Pretty sure this question is the same as this one?

DanNetwork Engineer


Atals - yes, totally forgot I had opened that, it's very close, I'm just getting close to making a decision, forgot bout it.
Sr. Network Engineer
Separating VLANS or macros segmentation is generally done for three primary reasons:

1.  Security/Access Control
2.  Administrative Control and Customization/Specifics
3.  Traffic Management

All of these have already been hinted at above.  I think everyone has pretty well pinged on the major one in your scenario - the phones - at least as far as you are relating relevant information.  Because of the specifics of your deployment and questions as to trust/liability, the security question is probably going to be the big one behind Traffic Management.  

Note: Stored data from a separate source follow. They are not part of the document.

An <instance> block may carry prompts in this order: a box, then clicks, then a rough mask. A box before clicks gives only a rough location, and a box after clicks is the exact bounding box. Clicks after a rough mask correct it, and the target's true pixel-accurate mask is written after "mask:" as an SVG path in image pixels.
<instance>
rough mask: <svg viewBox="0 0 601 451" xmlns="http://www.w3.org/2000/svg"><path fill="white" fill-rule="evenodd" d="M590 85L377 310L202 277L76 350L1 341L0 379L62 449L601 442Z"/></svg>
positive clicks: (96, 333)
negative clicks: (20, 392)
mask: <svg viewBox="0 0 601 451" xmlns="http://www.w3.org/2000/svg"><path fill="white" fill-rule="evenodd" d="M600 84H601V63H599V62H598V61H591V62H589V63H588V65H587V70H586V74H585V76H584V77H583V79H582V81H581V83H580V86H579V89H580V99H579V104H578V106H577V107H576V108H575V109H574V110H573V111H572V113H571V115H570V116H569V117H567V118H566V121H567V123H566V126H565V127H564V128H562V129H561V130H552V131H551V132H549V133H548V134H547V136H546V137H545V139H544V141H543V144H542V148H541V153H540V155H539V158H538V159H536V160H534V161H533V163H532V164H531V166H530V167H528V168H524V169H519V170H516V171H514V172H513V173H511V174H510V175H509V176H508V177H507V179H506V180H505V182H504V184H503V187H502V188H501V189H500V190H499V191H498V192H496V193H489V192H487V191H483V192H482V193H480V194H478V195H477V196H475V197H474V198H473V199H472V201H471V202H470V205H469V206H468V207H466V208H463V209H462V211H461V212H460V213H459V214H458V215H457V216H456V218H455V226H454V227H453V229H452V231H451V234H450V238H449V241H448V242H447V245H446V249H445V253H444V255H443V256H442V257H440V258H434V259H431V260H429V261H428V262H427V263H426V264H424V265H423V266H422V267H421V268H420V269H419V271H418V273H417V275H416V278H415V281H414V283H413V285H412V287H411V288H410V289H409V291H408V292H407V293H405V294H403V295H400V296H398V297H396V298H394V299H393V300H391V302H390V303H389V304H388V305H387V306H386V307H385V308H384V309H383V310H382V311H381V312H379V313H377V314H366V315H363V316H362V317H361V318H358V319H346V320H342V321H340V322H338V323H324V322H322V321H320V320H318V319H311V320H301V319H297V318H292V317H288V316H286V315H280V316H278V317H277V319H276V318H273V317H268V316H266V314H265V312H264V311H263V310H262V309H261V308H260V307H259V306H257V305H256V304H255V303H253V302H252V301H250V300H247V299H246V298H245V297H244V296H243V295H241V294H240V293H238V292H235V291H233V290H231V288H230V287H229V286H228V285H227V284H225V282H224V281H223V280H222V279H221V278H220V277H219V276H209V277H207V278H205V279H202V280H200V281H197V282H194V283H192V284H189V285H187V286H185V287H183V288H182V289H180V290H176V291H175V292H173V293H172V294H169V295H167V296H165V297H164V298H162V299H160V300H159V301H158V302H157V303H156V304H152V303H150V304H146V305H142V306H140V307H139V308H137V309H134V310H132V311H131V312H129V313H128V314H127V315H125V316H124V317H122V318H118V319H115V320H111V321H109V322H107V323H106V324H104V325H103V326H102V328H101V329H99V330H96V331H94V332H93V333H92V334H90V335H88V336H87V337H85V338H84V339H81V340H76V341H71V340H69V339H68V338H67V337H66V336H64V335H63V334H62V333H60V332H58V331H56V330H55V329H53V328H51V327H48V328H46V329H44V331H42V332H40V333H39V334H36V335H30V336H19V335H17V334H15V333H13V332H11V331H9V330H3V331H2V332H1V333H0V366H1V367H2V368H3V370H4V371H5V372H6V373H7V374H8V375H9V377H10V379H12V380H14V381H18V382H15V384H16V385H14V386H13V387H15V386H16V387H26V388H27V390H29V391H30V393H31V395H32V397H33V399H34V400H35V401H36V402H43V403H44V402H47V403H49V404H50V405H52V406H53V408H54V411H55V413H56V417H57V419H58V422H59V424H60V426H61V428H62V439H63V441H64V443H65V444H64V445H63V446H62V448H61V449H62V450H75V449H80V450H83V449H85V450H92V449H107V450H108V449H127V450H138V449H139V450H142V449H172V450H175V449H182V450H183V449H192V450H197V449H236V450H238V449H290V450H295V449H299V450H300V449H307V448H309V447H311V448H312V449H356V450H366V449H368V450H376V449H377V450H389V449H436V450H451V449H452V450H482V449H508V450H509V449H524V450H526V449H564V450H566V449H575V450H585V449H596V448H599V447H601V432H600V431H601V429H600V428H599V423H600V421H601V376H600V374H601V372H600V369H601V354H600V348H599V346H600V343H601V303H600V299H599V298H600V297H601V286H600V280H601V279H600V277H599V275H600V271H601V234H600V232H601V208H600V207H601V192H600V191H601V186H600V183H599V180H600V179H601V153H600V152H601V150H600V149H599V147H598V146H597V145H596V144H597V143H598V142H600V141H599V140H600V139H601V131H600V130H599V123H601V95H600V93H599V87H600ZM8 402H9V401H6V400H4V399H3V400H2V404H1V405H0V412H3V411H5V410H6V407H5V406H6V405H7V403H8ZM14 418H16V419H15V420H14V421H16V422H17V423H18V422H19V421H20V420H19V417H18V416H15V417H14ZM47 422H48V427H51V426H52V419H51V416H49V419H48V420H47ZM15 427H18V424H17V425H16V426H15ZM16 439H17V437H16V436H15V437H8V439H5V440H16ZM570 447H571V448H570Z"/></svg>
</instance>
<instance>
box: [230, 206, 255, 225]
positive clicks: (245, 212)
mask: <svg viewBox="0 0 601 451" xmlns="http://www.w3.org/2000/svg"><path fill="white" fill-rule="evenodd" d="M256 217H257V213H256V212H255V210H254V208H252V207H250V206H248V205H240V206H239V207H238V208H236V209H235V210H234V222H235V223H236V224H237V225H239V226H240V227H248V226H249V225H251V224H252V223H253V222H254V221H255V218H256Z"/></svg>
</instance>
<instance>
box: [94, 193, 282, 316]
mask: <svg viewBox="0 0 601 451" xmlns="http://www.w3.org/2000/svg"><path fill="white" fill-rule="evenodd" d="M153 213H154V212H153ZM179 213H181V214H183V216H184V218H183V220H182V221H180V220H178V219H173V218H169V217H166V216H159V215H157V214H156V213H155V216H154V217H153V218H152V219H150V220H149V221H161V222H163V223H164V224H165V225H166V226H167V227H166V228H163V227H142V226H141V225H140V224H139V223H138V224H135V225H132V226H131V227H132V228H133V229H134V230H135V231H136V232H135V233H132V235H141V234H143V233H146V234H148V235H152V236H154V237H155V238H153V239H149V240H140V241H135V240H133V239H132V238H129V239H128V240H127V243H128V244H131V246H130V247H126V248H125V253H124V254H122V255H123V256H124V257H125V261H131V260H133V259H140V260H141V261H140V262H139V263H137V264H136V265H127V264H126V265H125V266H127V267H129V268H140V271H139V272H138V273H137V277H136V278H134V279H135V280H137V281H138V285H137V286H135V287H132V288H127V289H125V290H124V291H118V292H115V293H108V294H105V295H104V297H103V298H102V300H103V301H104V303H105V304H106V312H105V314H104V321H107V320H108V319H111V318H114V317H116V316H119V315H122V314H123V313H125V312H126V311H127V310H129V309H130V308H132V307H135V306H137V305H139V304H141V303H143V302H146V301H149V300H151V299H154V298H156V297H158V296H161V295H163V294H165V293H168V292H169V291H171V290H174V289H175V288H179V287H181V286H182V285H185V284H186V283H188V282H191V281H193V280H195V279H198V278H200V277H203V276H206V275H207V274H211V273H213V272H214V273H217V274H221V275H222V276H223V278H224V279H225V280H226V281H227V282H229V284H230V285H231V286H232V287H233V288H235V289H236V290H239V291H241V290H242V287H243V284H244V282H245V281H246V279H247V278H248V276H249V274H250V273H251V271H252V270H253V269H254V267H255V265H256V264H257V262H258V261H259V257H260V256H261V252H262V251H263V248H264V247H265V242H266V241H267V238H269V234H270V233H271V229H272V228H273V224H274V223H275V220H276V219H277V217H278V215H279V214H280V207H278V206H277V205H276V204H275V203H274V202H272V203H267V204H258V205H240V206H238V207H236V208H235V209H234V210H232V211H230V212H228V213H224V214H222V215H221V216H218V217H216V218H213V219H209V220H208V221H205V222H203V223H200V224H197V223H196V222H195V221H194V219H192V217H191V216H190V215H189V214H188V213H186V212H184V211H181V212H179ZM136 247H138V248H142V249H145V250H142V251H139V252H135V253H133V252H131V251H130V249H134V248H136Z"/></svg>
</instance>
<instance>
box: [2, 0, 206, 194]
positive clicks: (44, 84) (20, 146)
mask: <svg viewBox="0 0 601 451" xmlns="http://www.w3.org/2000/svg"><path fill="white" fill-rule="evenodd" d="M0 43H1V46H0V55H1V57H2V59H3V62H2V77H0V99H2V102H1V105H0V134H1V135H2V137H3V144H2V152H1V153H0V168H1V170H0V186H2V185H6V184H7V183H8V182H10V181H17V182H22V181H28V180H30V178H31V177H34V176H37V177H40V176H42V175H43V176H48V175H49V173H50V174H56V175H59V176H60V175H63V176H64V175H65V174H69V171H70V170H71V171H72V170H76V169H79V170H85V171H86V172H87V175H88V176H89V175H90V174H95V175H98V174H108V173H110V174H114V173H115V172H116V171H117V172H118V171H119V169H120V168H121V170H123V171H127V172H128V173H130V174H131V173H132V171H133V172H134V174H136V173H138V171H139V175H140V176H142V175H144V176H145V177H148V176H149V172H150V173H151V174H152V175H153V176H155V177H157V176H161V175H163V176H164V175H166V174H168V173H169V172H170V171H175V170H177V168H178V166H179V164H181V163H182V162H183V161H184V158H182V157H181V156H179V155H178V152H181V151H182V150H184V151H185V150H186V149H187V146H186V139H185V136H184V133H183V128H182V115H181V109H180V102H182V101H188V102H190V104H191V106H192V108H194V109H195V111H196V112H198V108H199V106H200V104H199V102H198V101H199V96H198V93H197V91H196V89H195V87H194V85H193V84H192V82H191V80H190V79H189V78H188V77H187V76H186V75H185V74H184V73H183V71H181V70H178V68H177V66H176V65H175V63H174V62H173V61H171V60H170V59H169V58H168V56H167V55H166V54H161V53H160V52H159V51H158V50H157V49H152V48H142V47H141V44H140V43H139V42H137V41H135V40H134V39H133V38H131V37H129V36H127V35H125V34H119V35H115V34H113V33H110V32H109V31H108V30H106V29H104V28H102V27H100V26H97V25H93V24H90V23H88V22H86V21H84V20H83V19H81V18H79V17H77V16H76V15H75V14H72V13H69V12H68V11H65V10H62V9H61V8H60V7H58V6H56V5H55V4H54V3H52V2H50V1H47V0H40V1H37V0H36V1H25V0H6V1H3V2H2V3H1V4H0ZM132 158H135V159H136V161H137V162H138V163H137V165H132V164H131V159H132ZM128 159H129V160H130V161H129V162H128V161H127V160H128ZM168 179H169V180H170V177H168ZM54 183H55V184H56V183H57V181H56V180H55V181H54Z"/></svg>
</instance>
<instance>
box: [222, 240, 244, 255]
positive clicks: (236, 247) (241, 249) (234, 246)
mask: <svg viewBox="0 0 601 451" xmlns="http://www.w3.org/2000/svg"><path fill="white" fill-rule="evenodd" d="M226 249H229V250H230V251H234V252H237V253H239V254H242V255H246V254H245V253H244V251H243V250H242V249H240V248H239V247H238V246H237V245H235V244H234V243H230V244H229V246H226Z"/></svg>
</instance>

The one thing that I will add to the conversation that has not really been stated yet is this - I would go ahead and segment into subnets/vlans if for no other reason than it sets a pattern that may not be absolutely critical to function today but could become at some future point.  It is a lot easier to build it in today than it will ever be in the future.  How you choose to leverage that segmentation in the immediate is your call but it will be their and you will save yourself the biggest potential headache in the scenario - segmentation in an established/we're used to this network.
DanNetwork Engineer


thanks for the input guys
Olgierd UngehojerSenior Network Administrator

I would keep servers and PCs on one vlan and Voip on second. If you separate servers and PCs by vlans you will have to do much more configuration on the router, firewall etc. Practically every new software will have to go over thru firewall or router or some bridge to communicate with servers.  Next questions is how many DHCP server are you going to setup ? You will need separate DHCP broadcast packets and make sure that you have plan how to manage with vlans. Broadcast packets are kind nasty to deal with it and they can propagate between vlans if switch is booting up or you do some changes on trunk port.

Most of the switches has QoS and you do not need valns to give priorities for voip packets. Vlan is only an extra layer of security but if you want to have voip tight with your computers for Unified Messaging, O365 you will have to built extra configuration for it what will work thru vlans.